PhoneGap provides an application programming interface (API) that enables you to access native operating system functionality using JavaScript. You build your application logic using JavaScript, and then its API handles communication with the native operating system. In short, it allows you to install your APEX application on your mobile and access functionality such as the camera, the contact book, the accelerometer and a range of other features which are listed here.

In order for an APEX application to be able to access these features there a few steps you must follow. By far the easiest method is to use build.phonegap.com, a cloud based service that allows you to quickly build mobile applications and easily compile them without SDKs, compilers or hardware.

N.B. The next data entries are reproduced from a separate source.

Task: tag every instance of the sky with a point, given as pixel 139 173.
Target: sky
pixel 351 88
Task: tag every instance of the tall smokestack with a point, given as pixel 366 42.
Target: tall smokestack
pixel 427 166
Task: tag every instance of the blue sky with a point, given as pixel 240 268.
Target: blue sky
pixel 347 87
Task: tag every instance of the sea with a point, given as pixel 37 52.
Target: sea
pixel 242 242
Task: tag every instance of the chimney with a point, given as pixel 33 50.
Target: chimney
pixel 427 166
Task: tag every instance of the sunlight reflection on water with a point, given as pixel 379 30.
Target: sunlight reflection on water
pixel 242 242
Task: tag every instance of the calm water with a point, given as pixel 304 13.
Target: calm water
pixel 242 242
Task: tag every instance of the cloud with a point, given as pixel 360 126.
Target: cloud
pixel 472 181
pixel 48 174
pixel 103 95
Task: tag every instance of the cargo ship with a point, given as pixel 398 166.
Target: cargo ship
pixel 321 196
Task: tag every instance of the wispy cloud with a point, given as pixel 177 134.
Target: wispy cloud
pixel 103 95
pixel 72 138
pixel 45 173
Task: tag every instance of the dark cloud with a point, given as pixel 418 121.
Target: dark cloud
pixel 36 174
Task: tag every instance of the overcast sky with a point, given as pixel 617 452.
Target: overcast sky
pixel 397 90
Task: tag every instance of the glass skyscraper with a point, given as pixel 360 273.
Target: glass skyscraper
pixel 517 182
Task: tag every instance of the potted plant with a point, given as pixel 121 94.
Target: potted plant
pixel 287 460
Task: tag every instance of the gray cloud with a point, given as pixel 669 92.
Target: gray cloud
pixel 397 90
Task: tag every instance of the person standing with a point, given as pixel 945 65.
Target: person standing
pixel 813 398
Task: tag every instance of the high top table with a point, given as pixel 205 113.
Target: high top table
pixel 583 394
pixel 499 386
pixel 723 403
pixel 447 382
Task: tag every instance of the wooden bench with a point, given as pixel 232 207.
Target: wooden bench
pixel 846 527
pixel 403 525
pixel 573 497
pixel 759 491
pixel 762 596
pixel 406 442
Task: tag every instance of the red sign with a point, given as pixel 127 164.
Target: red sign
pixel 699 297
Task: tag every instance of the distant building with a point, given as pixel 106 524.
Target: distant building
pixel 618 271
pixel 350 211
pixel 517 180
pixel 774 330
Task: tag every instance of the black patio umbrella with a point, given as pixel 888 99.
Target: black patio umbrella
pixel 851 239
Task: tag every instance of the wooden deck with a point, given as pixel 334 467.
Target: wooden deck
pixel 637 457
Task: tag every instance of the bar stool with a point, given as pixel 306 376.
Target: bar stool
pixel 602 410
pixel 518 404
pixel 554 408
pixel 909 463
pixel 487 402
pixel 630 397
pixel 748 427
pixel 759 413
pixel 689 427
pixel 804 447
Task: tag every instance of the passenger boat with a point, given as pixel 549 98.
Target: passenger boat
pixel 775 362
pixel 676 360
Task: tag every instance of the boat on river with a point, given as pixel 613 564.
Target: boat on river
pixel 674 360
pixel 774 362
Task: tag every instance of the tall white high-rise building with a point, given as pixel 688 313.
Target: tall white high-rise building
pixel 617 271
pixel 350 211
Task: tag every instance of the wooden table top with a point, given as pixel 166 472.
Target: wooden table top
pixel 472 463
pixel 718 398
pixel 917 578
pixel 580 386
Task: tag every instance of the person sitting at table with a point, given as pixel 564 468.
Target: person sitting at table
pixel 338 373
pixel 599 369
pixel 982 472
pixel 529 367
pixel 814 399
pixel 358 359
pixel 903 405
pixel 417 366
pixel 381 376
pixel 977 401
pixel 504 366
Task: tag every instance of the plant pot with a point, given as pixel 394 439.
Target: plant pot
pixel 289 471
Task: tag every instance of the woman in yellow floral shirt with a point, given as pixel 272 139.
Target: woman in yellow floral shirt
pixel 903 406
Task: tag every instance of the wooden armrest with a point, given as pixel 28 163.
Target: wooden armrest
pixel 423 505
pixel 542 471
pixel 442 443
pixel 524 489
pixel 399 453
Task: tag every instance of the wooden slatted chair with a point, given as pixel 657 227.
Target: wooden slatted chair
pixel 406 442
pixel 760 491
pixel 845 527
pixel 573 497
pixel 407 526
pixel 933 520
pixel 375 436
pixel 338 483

Archive an Index.html file to a zip containing the following code:

<!DOCTYPE html>
<html>
  <head>
  <title>APEX DEMO</title>
    <meta name="viewport" content="width=device-width, initial-scale=1.0, maximum-scale=1.0, user-scalable=no;" />
<meta charset="utf-8">
  </head>
  <body onload="window.location.href='http://apex.oracle.com/pls/apex/f?p=INSERT_APP_ALIAS_HERE';">
    </body>
</html>

After signing up for an account or logging in with your GitHub account you can then upload this file and it will build your application, injecting the necessary files in the process.

You then choose which platform you would like, we chose android. The app that has been created does nothing apart from open your APEX application in a "chrome-less" web browser window and bridge the gap between your phone's features and the web application you created in APEX.

Download the app in the relevant format (ie .apk) and then use your preferred software to unzip this file in order to retrieve its contents. Specifically you are looking for a file named "phonegap.js".  You will need to include this file in your APEX application.  Click here to see our guide to including JavaScript files in APEX.

We referenced the file in the JavaScript | File URLs field of our application's page template:


Before you can begin using PhoneGap to access features on your phone you must add an event listener for the "deviceready" event that fires when PhoneGap is ready. This is to avoid your application calling a PhoneGap function before the JavaScript has loaded. See the documentation for more information.

document.addEventListener("deviceready",onDeviceReady,false);

When PhoneGap is finished initialising, it calls the "onDeviceReady" function. This could be called anything you like and do anything you like. It is simply a callback function to handle the event, but it needs to be defined somewhere on your page or application i.e:

function onDeviceReady(){
     alert('Ready')
}

This will pop an alert up to let you know that it has initialised and you are now ready to safely make calls to PhoneGap function.

There is a lot you can do with PhoneGap and they are constantly updating their features and support for various devices. If you want to know what to do now that you have handled the "deviceready" event, you can browse through their API documentation which contains some very clear instructions for each feature.